For 2017-2018 AOA President Mark A. Baker, DO, becoming a DO was something he was born to do, literally.
In his inaugural speech as AOA president, Dr. Baker shared the story of his family—three generations of osteopathic physicians—and his birth at Still Osteopathic Hospital in Des Moines, Iowa. “You could say I was born into the profession … and never left!” he said.
Dr. Baker’s father, William Frank Baker, DO, graduated from the Des Moines University College of Osteopathic Medicine in 1950, then completed an internship across the street at Still Hospital. Dr. Baker’s daughter, Carrie Baker, DO, graduated from Edward Via College of Osteopathic Medicine-Virginia Campus and is now working with a pediatric urgent care group in Oklahoma City.
The DO family
Family was an overarching theme of Dr. Baker’s speech. He emphasized the role of a bigger family—the osteopathic professional family—that has faced down many obstacles in the past, yet prevailed.

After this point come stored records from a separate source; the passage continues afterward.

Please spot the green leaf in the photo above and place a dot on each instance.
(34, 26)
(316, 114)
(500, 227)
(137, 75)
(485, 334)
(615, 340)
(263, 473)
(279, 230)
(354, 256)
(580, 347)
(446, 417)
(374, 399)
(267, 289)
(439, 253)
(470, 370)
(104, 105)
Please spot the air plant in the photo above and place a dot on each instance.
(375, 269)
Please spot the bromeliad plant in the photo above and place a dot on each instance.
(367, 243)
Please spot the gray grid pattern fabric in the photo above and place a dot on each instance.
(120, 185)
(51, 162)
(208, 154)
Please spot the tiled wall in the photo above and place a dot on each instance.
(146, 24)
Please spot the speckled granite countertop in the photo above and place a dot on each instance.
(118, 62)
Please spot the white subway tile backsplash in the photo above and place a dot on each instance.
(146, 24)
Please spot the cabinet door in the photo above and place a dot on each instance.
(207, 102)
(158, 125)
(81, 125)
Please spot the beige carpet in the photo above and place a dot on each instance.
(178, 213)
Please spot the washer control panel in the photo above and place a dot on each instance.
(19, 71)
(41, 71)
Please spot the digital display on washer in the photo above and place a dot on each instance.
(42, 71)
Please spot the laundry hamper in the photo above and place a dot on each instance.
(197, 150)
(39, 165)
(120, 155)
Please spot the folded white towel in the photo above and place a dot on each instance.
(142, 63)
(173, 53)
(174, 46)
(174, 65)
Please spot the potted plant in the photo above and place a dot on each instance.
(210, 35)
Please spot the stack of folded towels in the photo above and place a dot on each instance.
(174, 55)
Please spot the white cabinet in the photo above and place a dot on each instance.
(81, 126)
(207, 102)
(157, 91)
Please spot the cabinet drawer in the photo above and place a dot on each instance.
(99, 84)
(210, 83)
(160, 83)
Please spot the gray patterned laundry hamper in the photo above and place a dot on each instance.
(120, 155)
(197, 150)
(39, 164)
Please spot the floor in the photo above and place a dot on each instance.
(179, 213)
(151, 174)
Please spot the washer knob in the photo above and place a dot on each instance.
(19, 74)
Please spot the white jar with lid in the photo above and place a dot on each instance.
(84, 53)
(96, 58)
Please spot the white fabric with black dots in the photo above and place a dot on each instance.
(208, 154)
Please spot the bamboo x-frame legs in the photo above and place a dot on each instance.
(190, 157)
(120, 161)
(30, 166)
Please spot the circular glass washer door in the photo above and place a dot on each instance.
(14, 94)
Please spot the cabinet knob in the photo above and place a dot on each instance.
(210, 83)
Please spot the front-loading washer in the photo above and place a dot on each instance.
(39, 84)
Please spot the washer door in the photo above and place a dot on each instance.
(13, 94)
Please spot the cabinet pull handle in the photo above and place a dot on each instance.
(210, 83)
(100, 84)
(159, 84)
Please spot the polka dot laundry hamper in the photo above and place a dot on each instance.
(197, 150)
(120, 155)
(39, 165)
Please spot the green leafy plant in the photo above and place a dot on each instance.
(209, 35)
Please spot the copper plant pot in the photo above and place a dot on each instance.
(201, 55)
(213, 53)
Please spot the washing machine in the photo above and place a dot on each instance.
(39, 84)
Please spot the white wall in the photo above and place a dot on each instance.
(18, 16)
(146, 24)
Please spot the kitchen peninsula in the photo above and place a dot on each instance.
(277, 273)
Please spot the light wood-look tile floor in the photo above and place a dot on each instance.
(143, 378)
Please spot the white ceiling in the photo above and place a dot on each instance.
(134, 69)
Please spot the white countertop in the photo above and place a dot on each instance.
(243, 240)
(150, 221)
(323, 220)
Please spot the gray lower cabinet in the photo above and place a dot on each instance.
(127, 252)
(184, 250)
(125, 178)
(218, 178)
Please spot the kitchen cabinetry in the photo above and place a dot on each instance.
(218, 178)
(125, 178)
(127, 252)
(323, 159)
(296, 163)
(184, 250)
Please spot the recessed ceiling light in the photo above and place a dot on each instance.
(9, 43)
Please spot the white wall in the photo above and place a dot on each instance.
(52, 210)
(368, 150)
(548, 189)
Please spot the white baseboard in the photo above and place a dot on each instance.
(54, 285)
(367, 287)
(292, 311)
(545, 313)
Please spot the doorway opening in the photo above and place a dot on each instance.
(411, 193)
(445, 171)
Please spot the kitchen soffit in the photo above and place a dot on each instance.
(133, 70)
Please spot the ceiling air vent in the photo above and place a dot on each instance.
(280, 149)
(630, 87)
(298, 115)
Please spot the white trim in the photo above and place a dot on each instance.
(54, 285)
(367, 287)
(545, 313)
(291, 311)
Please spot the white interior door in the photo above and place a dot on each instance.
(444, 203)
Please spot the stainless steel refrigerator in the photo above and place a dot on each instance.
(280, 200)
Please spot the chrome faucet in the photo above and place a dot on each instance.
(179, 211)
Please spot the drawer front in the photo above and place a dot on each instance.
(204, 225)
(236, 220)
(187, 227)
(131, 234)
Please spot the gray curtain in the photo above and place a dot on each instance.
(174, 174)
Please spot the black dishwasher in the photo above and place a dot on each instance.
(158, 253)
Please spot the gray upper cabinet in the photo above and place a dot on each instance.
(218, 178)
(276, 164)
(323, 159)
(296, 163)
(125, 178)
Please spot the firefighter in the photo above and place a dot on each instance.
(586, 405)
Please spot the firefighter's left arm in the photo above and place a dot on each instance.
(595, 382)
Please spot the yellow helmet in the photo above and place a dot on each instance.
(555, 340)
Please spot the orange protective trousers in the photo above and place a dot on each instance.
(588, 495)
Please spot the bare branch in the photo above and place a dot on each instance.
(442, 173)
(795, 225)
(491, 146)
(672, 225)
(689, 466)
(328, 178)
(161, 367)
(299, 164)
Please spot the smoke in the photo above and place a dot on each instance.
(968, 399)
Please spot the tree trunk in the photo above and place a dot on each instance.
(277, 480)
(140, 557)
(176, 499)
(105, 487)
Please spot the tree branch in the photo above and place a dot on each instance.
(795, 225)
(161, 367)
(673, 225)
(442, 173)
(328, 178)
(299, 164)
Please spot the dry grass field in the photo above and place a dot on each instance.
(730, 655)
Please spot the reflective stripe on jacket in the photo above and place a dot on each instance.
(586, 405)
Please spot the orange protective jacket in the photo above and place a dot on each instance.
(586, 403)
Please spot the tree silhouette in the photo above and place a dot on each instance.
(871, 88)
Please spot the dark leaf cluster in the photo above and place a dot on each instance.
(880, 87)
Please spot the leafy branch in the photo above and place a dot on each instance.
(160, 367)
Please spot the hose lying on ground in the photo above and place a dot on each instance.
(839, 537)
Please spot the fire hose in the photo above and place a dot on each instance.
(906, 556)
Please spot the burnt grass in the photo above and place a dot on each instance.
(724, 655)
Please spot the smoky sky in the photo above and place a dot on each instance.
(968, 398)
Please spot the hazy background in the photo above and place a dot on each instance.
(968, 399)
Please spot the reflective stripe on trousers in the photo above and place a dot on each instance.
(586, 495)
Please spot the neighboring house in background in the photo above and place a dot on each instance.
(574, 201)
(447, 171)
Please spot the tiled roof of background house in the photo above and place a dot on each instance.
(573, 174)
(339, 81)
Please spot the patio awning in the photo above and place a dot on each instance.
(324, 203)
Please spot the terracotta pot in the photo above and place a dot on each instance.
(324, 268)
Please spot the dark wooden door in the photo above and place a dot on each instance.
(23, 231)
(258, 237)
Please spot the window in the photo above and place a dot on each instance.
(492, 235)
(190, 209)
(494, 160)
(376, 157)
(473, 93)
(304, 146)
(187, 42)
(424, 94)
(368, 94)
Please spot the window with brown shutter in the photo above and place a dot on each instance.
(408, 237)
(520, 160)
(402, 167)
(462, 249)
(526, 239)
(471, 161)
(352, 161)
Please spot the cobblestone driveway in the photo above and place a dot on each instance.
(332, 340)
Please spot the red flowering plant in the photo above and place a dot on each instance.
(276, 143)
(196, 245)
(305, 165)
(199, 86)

“Throughout its history, our profession has addressed many challenges—and not only survived but prospered,” said Dr. Baker. “We need to embrace the opportunities and changes before us and ensure our future prosperity.”
In order to prosper, Dr. Baker highlighted three areas he will focus on this year as president:
- Improving the AOA’s relationship with affiliate organizations,
- Engaging the youth of the osteopathic profession, and
- Promoting unity within the osteopathic family.
With over 130,000 active DOs and osteopathic medical students, the profession is on a clear growth trajectory, which means more chairs at the table, Dr. Baker said. The future of the profession includes the opportunity for MDs to join that table by becoming AOA board certified.
“But let’s be perfectly clear. They are joining us,” said Dr. Baker. “We are not changing to become them. Our mission continues to be to advance the distinctive philosophy and practice of osteopathic medicine.”
The challenges facing osteopathic and health care landscapes are also a catalyst for the AOA to strengthen its alignment with affiliates, both state and specialty societies, Dr. Baker said. The osteopathic medical profession must ensure that all of the family, including affiliate organizations, “are healthy, and that everyone has a shared strategic vision of our future,” Dr. Baker said.
As osteopathic residency and fellowship programs transition to a single graduate medical education accreditation system, it is critical that they apply for and obtain osteopathic recognition, said Dr. Baker, who will also be focused on optimizing osteopathic board certification over the next year.
“We must talk to educators and students about the value of osteopathic board certification and the assessment of our osteopathic competencies in a physician-friendly format that is convenient and cost-effective,” he said.
The association must also engage its youngest members and encourage them to contribute their energy and voices to discussions on the future of the profession, Dr. Baker noted.
None of these goals for the coming year and beyond can come to fruition without unity.
“We must all work together to increase the level of trust and respect that we have for each other’s contributions to the profession,” said Dr. Baker. “It’s OK to disagree, but let’s be constructive and work together. Because at the end of the day, we are a family.”